Sixth, the plaintiffs argue that complying with the request will not disclose anything new to the plaintiffs about the grand jury investigation, because the plaintiffs already know of its scope through other sources (Pls.' Reply Mem. at 3-6). But, knowing the scope of an investigation is not the same thing as knowing its direction and focus, Identifying the precise documents that have been produced may provide that additional information to the plaintiffs.
In sum, we believe that the analysis in Admiral Heating is both faithful to the relevant Seventh Circuit precedent, and will serve the needs of grand jury secrecy in this case where the grand jury investigation remains open. Based on the foregoing analysis, we find that Request No. 7 would disclose matters occurring before the grand jury.
C.
Matters occurring before a grand jury is not in all instances exempt from disclosure. Rule 6(e)(3) sets forth a variety of circumstances in which grand jury material may he revealed. One of those exceptions is upon a court order lor disclosure "preliminarily to or in connection with a judicial proceeding." Fed.R.Crim.P. 6(e)(3)(E)(1).

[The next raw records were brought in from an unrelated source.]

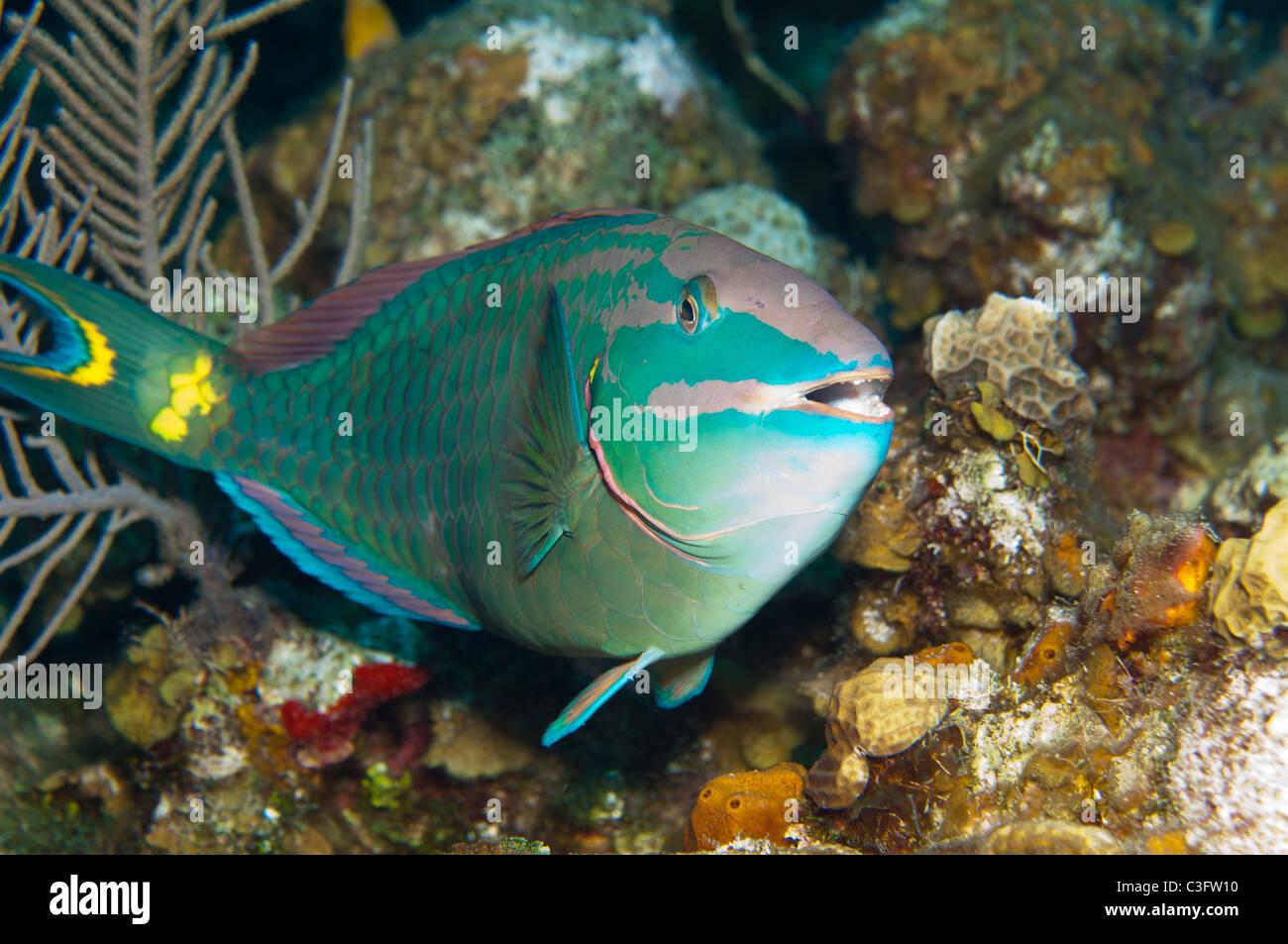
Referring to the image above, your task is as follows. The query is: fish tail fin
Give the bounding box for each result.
[0,255,222,465]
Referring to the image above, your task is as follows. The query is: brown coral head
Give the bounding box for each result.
[805,744,868,810]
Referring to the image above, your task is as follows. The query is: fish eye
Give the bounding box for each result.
[675,275,720,335]
[680,291,698,335]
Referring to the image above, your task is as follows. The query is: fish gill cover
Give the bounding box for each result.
[0,0,1288,870]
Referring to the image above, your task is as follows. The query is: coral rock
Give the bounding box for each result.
[1212,498,1288,660]
[425,702,532,781]
[806,643,958,808]
[923,292,1096,430]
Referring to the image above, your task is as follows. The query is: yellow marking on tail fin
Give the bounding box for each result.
[9,306,116,386]
[150,352,223,443]
[342,0,400,61]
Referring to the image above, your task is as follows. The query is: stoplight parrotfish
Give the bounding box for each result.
[0,210,893,744]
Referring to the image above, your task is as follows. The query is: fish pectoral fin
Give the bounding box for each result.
[653,652,716,708]
[501,287,595,576]
[541,647,665,747]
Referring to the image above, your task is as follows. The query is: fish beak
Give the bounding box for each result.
[783,367,894,422]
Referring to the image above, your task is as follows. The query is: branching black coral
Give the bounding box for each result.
[8,0,370,330]
[0,0,374,660]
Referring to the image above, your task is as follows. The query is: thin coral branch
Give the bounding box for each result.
[206,0,308,40]
[335,119,376,284]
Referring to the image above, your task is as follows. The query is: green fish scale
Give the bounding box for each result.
[209,218,751,657]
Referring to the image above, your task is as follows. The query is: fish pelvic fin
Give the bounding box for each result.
[653,651,716,708]
[501,287,596,576]
[541,647,665,747]
[0,255,227,467]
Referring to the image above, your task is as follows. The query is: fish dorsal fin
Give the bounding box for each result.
[541,647,664,747]
[502,287,595,575]
[653,652,716,708]
[226,209,656,376]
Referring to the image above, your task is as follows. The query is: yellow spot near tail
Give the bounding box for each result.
[10,309,116,386]
[342,0,400,61]
[151,407,188,443]
[151,352,220,443]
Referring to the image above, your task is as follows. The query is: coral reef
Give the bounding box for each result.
[215,0,769,296]
[827,0,1288,514]
[922,292,1096,442]
[805,643,992,808]
[684,764,805,853]
[1212,498,1288,660]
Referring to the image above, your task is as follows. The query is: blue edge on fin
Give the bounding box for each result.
[654,654,716,708]
[541,648,715,747]
[215,472,478,630]
[215,472,715,747]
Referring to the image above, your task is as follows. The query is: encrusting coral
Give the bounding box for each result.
[1212,498,1288,660]
[684,763,805,853]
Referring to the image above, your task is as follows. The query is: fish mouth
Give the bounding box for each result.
[785,367,894,422]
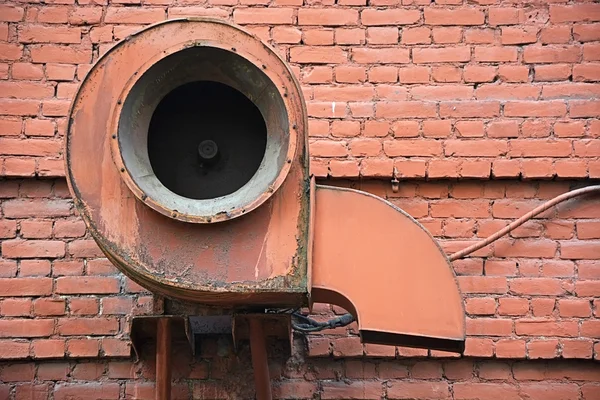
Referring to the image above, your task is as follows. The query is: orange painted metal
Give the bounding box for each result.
[66,19,465,354]
[311,185,465,352]
[66,19,309,307]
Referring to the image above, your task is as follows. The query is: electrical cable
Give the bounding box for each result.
[448,185,600,261]
[292,312,354,333]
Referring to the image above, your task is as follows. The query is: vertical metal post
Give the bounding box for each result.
[248,318,273,400]
[155,318,171,400]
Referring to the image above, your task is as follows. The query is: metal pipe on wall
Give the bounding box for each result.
[248,318,273,400]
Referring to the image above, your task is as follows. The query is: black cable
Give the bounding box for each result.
[292,312,354,333]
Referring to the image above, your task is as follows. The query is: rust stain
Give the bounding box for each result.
[66,19,308,307]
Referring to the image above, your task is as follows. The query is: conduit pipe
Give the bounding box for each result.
[448,185,600,261]
[248,318,273,400]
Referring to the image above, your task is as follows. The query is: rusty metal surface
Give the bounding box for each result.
[130,315,192,361]
[66,19,309,307]
[154,317,173,400]
[311,185,465,352]
[248,318,273,400]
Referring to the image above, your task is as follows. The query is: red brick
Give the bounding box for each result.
[464,337,494,357]
[360,9,421,26]
[550,4,600,23]
[523,46,581,64]
[410,85,473,100]
[519,383,579,400]
[15,383,50,400]
[573,24,600,42]
[302,29,333,46]
[453,382,521,400]
[233,8,294,25]
[502,26,538,44]
[2,239,65,258]
[473,46,517,62]
[424,8,485,25]
[560,339,594,358]
[335,28,365,45]
[67,339,100,357]
[558,299,592,318]
[0,4,24,22]
[412,46,471,64]
[273,380,318,399]
[102,297,133,315]
[68,239,104,257]
[321,381,383,400]
[527,339,559,359]
[495,339,525,358]
[31,339,65,358]
[57,318,119,336]
[0,299,31,317]
[465,297,496,315]
[367,27,398,44]
[479,362,512,380]
[0,99,40,115]
[388,381,449,399]
[19,25,81,43]
[54,382,121,400]
[290,46,348,64]
[539,25,571,44]
[369,66,398,83]
[573,63,600,82]
[509,278,564,296]
[69,7,102,25]
[401,26,431,44]
[33,298,65,316]
[298,8,358,26]
[0,42,23,61]
[466,318,513,336]
[56,276,120,294]
[440,101,500,118]
[12,63,44,80]
[0,340,30,360]
[0,363,35,382]
[104,7,164,24]
[352,47,410,64]
[0,319,54,338]
[560,241,600,260]
[431,65,462,82]
[498,297,529,315]
[515,320,583,337]
[0,278,52,297]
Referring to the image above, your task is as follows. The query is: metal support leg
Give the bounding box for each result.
[248,318,273,400]
[155,318,171,400]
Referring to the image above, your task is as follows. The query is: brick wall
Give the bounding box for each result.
[0,0,600,400]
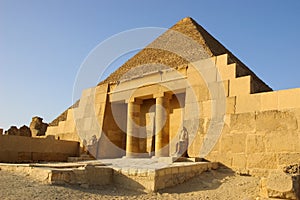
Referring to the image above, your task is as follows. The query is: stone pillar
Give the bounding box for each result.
[155,95,170,157]
[126,101,140,157]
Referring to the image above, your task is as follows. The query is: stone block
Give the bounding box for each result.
[230,113,255,133]
[232,153,247,170]
[207,80,229,99]
[264,131,299,152]
[257,92,278,111]
[235,94,261,113]
[229,76,251,96]
[277,88,300,109]
[260,171,296,199]
[218,63,236,81]
[247,153,277,169]
[256,110,298,131]
[67,108,74,121]
[246,134,266,154]
[226,97,236,114]
[95,84,108,94]
[216,54,228,68]
[220,135,233,153]
[277,153,300,166]
[231,133,246,153]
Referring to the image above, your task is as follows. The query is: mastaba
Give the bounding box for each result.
[46,17,300,177]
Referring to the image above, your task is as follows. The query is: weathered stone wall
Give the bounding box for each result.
[0,135,79,162]
[186,55,300,175]
[47,54,300,175]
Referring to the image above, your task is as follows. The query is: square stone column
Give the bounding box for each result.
[155,95,170,157]
[126,101,140,157]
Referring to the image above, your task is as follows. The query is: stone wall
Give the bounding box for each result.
[47,54,300,175]
[186,55,300,175]
[0,135,79,163]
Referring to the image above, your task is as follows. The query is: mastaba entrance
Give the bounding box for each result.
[46,18,300,177]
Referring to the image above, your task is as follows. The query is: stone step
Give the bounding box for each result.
[68,154,95,162]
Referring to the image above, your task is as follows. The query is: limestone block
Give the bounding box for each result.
[226,97,236,114]
[184,102,200,120]
[95,84,108,94]
[232,153,247,170]
[260,170,296,199]
[231,133,246,153]
[94,93,107,103]
[229,76,251,96]
[80,87,95,99]
[256,110,298,131]
[220,135,233,153]
[230,113,255,133]
[187,71,207,87]
[192,85,211,103]
[216,54,228,68]
[247,153,277,169]
[218,63,236,81]
[201,99,226,118]
[246,134,266,154]
[235,94,261,113]
[64,120,75,133]
[264,131,299,152]
[277,88,300,109]
[67,108,74,121]
[257,92,278,111]
[208,80,229,99]
[277,153,300,166]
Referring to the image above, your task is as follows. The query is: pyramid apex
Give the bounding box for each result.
[178,16,195,23]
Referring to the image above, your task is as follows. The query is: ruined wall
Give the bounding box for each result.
[0,135,79,162]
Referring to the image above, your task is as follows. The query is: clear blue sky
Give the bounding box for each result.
[0,0,300,129]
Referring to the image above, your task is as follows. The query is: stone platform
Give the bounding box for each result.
[0,158,218,192]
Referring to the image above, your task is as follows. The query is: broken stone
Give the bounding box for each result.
[29,117,48,136]
[19,125,31,137]
[260,170,296,199]
[5,125,31,137]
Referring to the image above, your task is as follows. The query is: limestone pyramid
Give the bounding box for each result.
[50,17,272,126]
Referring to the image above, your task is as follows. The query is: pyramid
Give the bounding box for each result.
[46,18,300,187]
[50,17,272,126]
[99,17,272,93]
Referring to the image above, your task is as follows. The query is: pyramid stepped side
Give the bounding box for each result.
[46,84,108,145]
[99,17,272,93]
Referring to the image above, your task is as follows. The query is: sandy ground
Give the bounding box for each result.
[0,168,261,200]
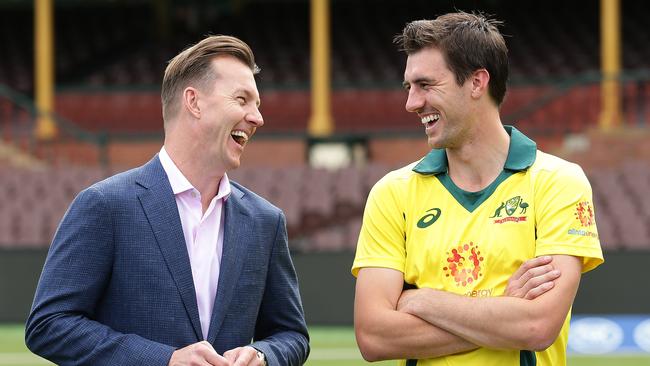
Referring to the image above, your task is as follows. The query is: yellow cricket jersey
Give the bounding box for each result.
[352,126,603,366]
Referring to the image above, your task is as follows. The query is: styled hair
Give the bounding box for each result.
[393,12,508,106]
[161,35,260,123]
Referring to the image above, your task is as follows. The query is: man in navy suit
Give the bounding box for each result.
[25,36,309,365]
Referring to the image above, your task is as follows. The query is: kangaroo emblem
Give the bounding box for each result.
[489,202,506,219]
[519,202,528,215]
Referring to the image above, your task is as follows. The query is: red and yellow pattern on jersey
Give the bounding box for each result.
[352,127,603,366]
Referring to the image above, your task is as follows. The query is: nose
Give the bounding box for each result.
[405,88,424,113]
[246,108,264,127]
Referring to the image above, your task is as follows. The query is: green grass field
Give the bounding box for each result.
[0,325,650,366]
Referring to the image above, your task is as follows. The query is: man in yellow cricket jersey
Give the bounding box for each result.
[352,12,603,366]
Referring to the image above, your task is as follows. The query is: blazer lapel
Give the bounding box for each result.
[138,157,203,340]
[208,185,253,343]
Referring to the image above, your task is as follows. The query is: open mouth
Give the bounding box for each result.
[421,113,440,127]
[230,130,248,146]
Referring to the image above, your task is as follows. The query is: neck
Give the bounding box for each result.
[447,111,510,192]
[165,138,225,212]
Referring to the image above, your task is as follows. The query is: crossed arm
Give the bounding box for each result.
[355,256,581,361]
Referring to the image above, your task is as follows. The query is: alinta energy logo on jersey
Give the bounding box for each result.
[443,242,484,287]
[569,201,598,238]
[490,196,528,224]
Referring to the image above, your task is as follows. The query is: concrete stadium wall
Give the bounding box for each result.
[0,249,650,325]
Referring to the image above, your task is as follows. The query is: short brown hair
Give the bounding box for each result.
[394,12,508,105]
[161,35,260,123]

Disclosure under that exception requires the party seeking disclosure to make a particularized showing of need sufficient to outweigh the interests of grand jury secrecy, Sarbaugh, 552 F.2d at 774.
The plaintiffs have not sought to compel production under this provision. And, one might wonder how the plaintiffs would show a need for a general request for everything given to the Government, when they have served at least 65 other (presumably) tailored requests seeking information relevant to the claims and defenses in the case. We do note that the plaintiffs have claimed that their general request is justified on the ground that it will allow them to "pick up" remaining documents not captured by the 65 other requests (Pls.' Reply Mem. at 7). We are skeptical about the need for an omnibus request that essentially asks for production of "all relevant documents," whether it is the only request served or comes in the midst of 65 more tailored requests. But, since the plaintiffs have not moved on the ground of particularized need for the production, we make no ruling on that point.
CONCLUSION
For the foregoing reasons, the plaintiffs' motion to compel (doc. # 42) is DENIED.